PORT ANGELES — As many as 18 Port Angeles School District teachers and 22 other staff members were earmarked for layoffs by the School Board on Monday night.
But because the Legislature has yet to pass a state budget to determine the amount of aid to school districts, some of those employees’ jobs could be saved in the coming school year.
The Legislature convenes in extended special session starting today to reconcile two-year budget plans of the governor, Senate and House into one fiscal document that deals with an estimated $5.3 billion state deficit.
But the Port Angeles School Board, like others across the state forced to estimate lost state funding in the absence of a state budget, is on a timetable this week that requires notification of affected employees.
So it voted 3-0 Monday night, with members Lonnie Linn abstaining and Sarah Methner absent, to accept Superintendent Jane Pryne’s layoff estimate in a worst-case funding scenario.
“I must emphasize that this is up to 18 — I can’t imagine losing 18 teachers at this point,” Pryne said.
“We are under very difficult guidelines and laws because we have to get it all, but we don’t have the information we need from the state.
“So we have to give ourselves some flexibility.”
By law, teachers who are laid off at the end of the current school year must be told by May 15.
The board members said they hope many of those staff can be hired back or not be laid off all at once after the state budget is passed.
In past years, the board went through lengthy lists of programs and areas for the district to cut, but this year the board voted on a simple number of teachers and other staff cuts, leaving it up to Pryne to decide where to make those cuts.

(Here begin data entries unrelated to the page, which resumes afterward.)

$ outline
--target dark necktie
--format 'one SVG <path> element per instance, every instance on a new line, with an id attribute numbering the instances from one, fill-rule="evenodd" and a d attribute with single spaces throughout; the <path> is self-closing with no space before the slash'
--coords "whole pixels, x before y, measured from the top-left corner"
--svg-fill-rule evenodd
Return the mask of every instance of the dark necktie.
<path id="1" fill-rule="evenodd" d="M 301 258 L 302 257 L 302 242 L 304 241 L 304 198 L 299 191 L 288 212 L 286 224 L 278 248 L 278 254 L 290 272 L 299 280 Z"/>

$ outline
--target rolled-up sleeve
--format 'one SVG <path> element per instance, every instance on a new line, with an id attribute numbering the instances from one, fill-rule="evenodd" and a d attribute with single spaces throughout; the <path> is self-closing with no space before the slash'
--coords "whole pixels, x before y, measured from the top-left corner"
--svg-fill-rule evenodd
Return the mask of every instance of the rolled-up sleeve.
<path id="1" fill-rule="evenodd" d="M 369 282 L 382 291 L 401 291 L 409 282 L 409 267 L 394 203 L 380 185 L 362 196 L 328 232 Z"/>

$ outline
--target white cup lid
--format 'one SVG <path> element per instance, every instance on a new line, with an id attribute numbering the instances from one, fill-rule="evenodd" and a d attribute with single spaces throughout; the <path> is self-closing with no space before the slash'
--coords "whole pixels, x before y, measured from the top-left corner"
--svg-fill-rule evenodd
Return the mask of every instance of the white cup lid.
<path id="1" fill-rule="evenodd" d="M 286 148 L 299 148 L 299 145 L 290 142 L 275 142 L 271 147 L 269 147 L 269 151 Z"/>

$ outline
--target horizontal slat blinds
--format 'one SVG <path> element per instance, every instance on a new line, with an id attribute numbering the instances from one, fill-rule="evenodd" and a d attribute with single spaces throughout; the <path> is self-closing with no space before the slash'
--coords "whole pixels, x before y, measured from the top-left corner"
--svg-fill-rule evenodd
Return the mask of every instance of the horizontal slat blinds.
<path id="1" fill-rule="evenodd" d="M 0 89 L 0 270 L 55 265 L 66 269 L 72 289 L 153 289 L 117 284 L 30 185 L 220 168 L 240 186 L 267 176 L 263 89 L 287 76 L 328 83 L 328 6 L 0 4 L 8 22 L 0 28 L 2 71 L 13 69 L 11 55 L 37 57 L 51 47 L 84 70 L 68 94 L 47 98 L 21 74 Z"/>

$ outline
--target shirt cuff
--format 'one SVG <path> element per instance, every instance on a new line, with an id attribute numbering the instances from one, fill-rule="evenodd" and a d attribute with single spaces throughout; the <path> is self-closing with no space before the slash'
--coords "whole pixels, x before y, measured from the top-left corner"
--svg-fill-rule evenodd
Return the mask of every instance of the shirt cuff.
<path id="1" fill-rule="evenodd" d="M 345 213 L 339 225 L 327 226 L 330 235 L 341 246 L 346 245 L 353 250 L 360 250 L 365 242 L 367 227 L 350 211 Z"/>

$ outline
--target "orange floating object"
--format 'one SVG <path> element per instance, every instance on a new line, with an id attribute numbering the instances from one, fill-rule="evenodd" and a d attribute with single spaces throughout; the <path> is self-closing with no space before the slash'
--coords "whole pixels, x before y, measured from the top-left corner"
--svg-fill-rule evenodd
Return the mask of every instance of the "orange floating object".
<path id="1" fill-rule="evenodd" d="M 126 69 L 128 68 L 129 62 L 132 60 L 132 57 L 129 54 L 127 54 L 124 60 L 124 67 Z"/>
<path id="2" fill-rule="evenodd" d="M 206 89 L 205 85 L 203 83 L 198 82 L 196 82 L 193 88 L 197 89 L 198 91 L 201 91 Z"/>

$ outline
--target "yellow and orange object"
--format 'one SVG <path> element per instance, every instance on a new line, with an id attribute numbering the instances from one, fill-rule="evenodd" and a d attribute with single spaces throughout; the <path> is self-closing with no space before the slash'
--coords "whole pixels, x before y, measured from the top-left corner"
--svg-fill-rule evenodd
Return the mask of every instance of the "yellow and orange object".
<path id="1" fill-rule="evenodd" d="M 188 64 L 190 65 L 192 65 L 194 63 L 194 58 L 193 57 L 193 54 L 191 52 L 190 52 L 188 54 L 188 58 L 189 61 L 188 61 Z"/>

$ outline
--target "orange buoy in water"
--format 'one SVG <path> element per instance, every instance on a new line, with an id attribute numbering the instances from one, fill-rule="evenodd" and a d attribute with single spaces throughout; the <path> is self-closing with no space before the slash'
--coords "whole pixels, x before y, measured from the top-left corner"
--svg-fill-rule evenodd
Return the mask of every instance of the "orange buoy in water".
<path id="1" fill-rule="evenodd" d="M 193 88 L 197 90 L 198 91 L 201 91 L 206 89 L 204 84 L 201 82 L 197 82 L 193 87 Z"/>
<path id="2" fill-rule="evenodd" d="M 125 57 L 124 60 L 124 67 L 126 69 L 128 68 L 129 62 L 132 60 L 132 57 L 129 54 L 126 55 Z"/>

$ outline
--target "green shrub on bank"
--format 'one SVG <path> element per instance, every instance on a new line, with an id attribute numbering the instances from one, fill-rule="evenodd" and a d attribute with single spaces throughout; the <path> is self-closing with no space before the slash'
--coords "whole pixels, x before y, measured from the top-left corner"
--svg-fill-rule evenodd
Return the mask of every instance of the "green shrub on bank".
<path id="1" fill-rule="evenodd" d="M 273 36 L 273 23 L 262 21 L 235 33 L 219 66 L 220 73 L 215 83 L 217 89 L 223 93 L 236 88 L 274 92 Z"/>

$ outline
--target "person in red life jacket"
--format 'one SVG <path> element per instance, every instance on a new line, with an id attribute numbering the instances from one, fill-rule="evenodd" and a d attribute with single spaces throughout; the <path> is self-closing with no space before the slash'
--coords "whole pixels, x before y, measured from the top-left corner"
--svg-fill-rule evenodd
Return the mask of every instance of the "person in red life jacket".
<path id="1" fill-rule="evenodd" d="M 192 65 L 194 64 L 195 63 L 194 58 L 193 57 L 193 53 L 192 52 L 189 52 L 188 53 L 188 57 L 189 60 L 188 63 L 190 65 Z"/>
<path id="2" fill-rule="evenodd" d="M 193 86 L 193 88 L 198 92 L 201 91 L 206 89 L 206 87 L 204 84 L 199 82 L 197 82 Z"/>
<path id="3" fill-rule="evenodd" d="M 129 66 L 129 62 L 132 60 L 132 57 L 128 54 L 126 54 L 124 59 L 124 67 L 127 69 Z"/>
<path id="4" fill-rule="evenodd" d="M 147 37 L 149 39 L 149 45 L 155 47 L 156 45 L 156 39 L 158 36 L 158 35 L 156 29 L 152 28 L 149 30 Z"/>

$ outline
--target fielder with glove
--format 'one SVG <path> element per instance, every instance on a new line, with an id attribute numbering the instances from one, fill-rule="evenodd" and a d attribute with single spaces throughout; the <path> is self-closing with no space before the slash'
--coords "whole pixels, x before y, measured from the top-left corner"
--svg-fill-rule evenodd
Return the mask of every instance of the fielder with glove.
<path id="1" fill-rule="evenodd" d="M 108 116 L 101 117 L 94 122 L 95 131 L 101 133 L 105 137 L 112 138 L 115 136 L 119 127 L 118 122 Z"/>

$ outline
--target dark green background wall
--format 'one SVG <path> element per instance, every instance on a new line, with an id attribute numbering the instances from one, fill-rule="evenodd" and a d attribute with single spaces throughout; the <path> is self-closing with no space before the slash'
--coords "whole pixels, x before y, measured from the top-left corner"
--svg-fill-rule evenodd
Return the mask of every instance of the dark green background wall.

“I hope everyone realizes that is what is going on,” board member Patti Happe said during Monday night’s meeting at Dry Creek School.
“We used to vote on those awful lists, and that is basically what we are doing right now.
“There just wasn’t anything left on the list unless we wanted to eliminate whole programs — and we didn’t need to do that yet.”
The state Senate budget offers the worst picture to school districts, with a 3 percent across-the-board for payment to teachers.
But the Port Angeles plan does not include that cut.
“If that went through, that would be another $1 million loss to our district and we would really be in trouble,” Pryne said.
All of the proposed state budgets include cuts to the funds which reduce class sizes in kindergarten through fourth grades.
Other state funding is likely to be cut by the same amount that the district receives from the federal American Recovery and Reconstruction Act.
Also in the School Board’s action Monday night, Pryne was authorized to reorganize the district’s business services and Parents as Partners home-school program.
The attendance boundary between Jefferson and Franklin elementary schools — which are about a mile apart on Lauridsen Boulevard — will be considered a “gray zone” so that new students can go to either school depending on class sizes.
That will allow the district to more evenly distribute students into classrooms and have the need for fewer teachers, Pryne said.